Given his description, he clearly hasn't reached that point yet
I'm failing to follow your reasoning at this point. How does his description indicate that?
("A random person" isn't quite the right reference point, by the way. It seems reasonable to hope that a well selected charity will direct help to people who are in distinctly more need than average.)
It seems reasonable to hope that a well selected charity will direct help to people who are in distinctly more need than average
There are two factors here: how much he values the utility of a family member compared to the utility of someone else, and how much utility a given amount of money can produce for his family compared to someone else. The person helped by the charity is non-random with respect to the second factor, but random (in the not-special sense) with respect to the first.

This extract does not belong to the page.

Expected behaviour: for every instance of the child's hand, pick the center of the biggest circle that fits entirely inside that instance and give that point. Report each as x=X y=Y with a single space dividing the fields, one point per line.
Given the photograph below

I'd like to hear from people about a process they use to decide how much to give to charity. Personally, I have very high income, and while we donate significant money in absolute terms, in relative terms the amount is <1% of our post-tax income. It seems to me that it's too little, but I have no moral intuition as to what the right amount is.
I have a good intuition on how to allocate the money, so that's not a problem.
Background: I have a wife and two kids, one with significant health issues (i.e. medical bills - possibly for life), most money we spend goes to private school tuition x 2, the above mentioned medical bills, mortgage, and miscellaneous life expenses. And we max out retirement savings.
If you have some sort of quantitative system where you figure out how much to spend on charity, please share. If you just use vague feelings, and you think there can be no reasonable quantitative system, please tell me that as well.
Update: as suggested in the comments, I'll make it more explicit: please also share how you determine how much to give.